Brenda Ueland“Think of telling a story, not writing it.”

Brenda Ueland (1891-1986) is best known as a journalist and teacher of writing. She wrote radio scripts, covered the trial of Vidkun Quisling in Norway, and wrote several memoirs. The Norwegian Arctic explorer and winner of the Nobel Peace Prize 67 year-old Fridjtof Nansen fell deeply in love with the 37 year-old Bohemian writer whom he met one weekend in 1929 during an interview that became more. They exchanged love letters for a year–until his death in 1930. Nansen’s letters have been recently published Brenda, My Darling by Eric Utne, her step-grandson.

Her 1938 book  If You Want to Write: A Book about Art, Independence and Spirit is considered a classic in the  overcrowded field of books aimed at inspiring new writers. Ueland believed that new writers were most hindered by their fear that they weren’t good enough. Through simple assignments she found ways to release people’s creativity. The key, she felt, was to look inside and write of oneself and one’s experiences with “microscopic truthfulness.” So she might ask her students to write about something that happened in their childhoods or some event they were part of. She was also an avid feminist as the following excerpt from If You Want to Write shows:

…the lives of most women are so vaguely unsatisfactory. They are always doing secondary and menial things (that do not require all their gifts and ability) for others and never anything for themselves. Society and their husbands praise them for it (when they get too miserable or have nervous breakdowns), though always a little perplexedly and halfheartedly and just to be consoling. The poor wives are reminded that is just why women are splendid–because they are so unselfish and self-sacrificing and that is the wonderful thing about them!

But inwardly women know that something is wrong. They sense that if you are always doing something for others, like a servant or a nurse, and never anything for yourself, you cannot do others any good. You make them physically more comfortable. But you cannot affect them spiritually in any way at all. For to teach, encourage, cheer up, console, amuse, stimulate, or advise a husband or children or friends, you have to be something yourself. And how to be something yourself? Only by working hard and with gumption at something you love and care for and think is important.

So if you want your children to be musicians, then work at music yourself, seriously and with all your intelligence. If you want them to be scholars, study hard yourself. If you want them to be honest, be honest yourself. And so it goes.

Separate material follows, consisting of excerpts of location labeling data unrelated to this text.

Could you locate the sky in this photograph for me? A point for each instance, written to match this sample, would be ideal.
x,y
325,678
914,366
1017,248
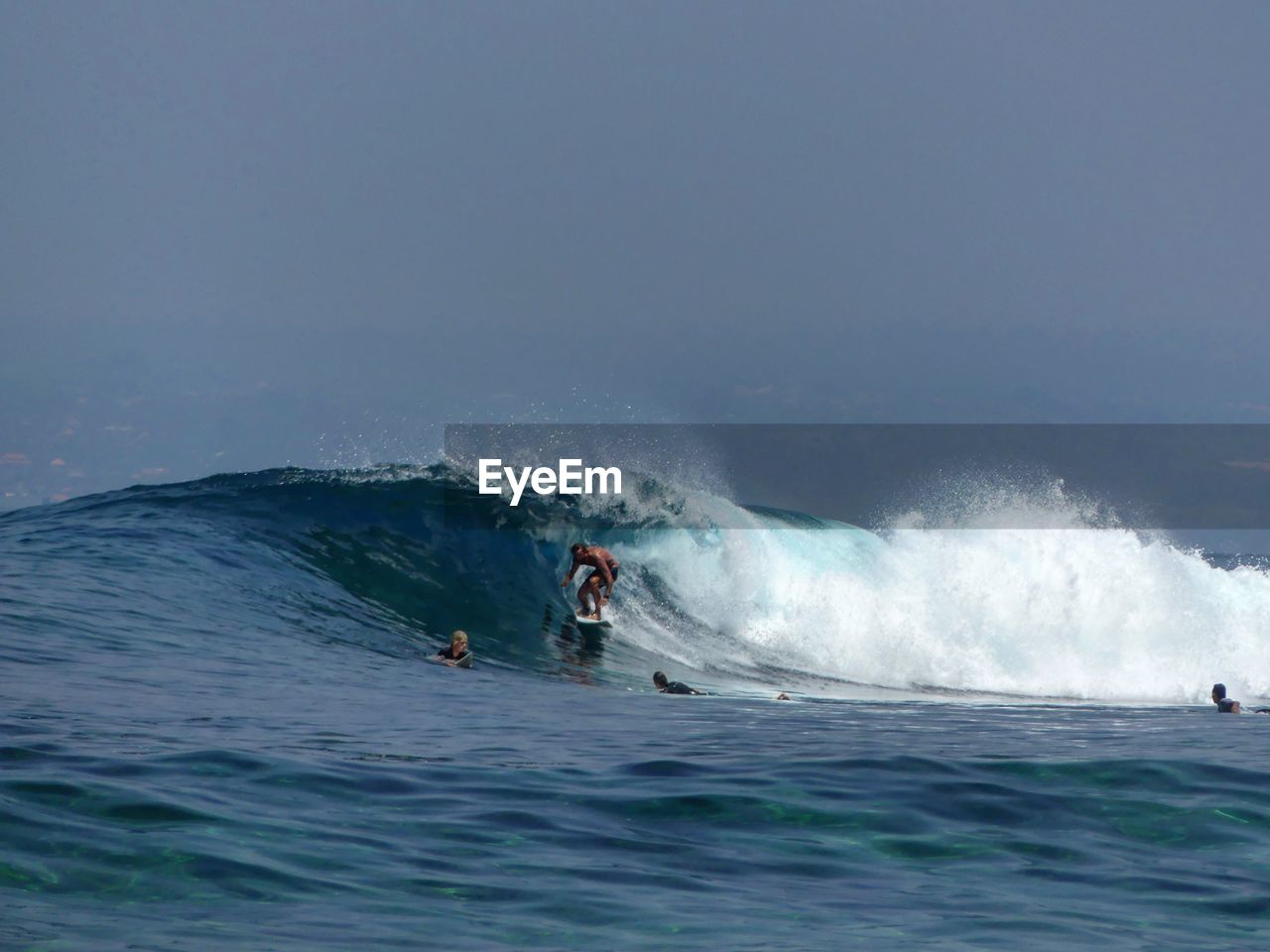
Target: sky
x,y
248,235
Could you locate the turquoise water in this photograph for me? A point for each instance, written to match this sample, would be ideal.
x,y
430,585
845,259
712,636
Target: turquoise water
x,y
220,731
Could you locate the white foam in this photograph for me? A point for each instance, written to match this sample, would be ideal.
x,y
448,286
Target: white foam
x,y
1064,611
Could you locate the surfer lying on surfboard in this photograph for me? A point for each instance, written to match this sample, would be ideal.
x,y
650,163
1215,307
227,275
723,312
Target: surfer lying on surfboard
x,y
603,572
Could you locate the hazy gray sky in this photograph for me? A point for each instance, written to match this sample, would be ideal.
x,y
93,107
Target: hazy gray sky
x,y
244,234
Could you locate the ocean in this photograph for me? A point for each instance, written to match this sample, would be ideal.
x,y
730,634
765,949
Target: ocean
x,y
221,729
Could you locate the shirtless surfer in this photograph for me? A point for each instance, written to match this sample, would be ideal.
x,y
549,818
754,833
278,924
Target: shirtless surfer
x,y
603,572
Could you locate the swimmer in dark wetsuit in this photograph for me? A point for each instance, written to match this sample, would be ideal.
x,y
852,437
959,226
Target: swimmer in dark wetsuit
x,y
672,687
603,572
457,651
1225,705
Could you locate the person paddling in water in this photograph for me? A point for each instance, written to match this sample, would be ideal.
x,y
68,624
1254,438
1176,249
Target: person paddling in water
x,y
603,575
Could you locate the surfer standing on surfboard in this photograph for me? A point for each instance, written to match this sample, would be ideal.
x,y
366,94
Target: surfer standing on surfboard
x,y
603,571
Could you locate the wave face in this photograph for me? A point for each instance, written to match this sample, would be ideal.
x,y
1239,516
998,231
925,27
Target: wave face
x,y
368,558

And that is why I would say to the worn and hectored mothers in the class who longed to write and could not find a minute for it. “If you would shut your door against the children for an hour a day and say: ‘Mother is working on her five-act tragedy in blank verse!’ you would be surprised how they would respect you. They would probably all become playwrights.”

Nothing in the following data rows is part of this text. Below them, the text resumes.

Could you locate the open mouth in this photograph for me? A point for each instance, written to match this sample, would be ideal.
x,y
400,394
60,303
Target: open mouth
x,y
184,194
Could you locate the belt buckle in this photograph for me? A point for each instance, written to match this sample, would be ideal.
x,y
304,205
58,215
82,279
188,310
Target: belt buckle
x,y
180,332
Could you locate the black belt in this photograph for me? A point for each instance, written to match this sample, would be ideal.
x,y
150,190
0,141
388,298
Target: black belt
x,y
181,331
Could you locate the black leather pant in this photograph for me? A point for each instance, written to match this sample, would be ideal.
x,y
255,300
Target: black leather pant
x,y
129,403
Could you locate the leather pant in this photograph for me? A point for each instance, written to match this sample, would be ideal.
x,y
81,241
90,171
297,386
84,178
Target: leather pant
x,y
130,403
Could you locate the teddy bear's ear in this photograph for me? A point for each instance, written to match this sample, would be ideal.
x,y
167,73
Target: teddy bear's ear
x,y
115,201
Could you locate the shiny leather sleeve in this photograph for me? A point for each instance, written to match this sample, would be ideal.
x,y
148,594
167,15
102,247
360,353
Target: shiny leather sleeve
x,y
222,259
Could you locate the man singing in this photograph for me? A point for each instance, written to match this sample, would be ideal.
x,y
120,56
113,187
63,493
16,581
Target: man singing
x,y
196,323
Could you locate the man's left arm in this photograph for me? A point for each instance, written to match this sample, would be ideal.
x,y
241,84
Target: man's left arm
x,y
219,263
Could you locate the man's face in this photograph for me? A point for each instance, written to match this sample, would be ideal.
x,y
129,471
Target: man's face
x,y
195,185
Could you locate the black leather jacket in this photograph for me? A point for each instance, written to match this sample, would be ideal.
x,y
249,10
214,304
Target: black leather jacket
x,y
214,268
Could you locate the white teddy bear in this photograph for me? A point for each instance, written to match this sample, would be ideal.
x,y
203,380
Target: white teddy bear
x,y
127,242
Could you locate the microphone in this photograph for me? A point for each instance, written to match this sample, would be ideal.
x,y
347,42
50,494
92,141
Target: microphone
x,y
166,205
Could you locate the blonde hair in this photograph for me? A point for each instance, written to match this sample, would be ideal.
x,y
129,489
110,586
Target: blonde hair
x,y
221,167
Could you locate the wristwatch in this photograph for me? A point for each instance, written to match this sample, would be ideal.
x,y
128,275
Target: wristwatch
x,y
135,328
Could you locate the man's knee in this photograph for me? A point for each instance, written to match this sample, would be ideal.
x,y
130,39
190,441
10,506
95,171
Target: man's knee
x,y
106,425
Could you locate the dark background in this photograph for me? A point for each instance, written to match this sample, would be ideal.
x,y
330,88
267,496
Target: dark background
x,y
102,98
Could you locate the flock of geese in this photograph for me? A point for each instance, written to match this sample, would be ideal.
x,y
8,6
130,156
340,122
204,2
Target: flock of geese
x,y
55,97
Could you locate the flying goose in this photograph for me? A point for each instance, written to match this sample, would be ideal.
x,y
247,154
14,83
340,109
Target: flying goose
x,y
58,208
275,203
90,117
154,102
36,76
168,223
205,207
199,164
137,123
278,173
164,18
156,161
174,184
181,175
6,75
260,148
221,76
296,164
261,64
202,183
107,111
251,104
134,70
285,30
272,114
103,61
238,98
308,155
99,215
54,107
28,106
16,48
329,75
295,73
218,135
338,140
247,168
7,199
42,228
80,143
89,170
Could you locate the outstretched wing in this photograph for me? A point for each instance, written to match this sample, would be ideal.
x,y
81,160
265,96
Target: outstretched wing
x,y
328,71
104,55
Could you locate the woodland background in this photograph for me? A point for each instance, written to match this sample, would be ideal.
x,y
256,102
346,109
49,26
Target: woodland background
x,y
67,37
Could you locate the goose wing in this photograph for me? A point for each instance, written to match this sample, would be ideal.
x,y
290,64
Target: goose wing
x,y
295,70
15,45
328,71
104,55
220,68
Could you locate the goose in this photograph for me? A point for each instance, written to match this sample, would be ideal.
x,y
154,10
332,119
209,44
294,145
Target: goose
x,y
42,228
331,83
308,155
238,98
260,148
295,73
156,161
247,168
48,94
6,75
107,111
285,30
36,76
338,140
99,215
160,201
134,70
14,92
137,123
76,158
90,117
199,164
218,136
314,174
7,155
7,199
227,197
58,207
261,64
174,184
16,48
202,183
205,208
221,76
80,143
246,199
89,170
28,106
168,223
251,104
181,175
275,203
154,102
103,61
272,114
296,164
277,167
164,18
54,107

What do you think? Do Ueland’s words still have meaning in women’s lives today? Are you a writer? Why do you think it is important to write?

10 Replies to “Brenda Ueland on why women should write”

  1. Absolutely, her words still resonate for women today. So many of us still live for others and put off our own dreams. I love the line about shutting the door and telling the children mother is writing a play in blank verse. I think it’s true that people respect others who respect themselves. And letting your children dictate every moment of your life is not self-respect. It’s hard to shut the door, I know. But it must be done sometimes.

    1. Especially in the arts, mothers need to demand respect for the private time needed to create. In doing so we model for our children how to focus and sustain on creative work.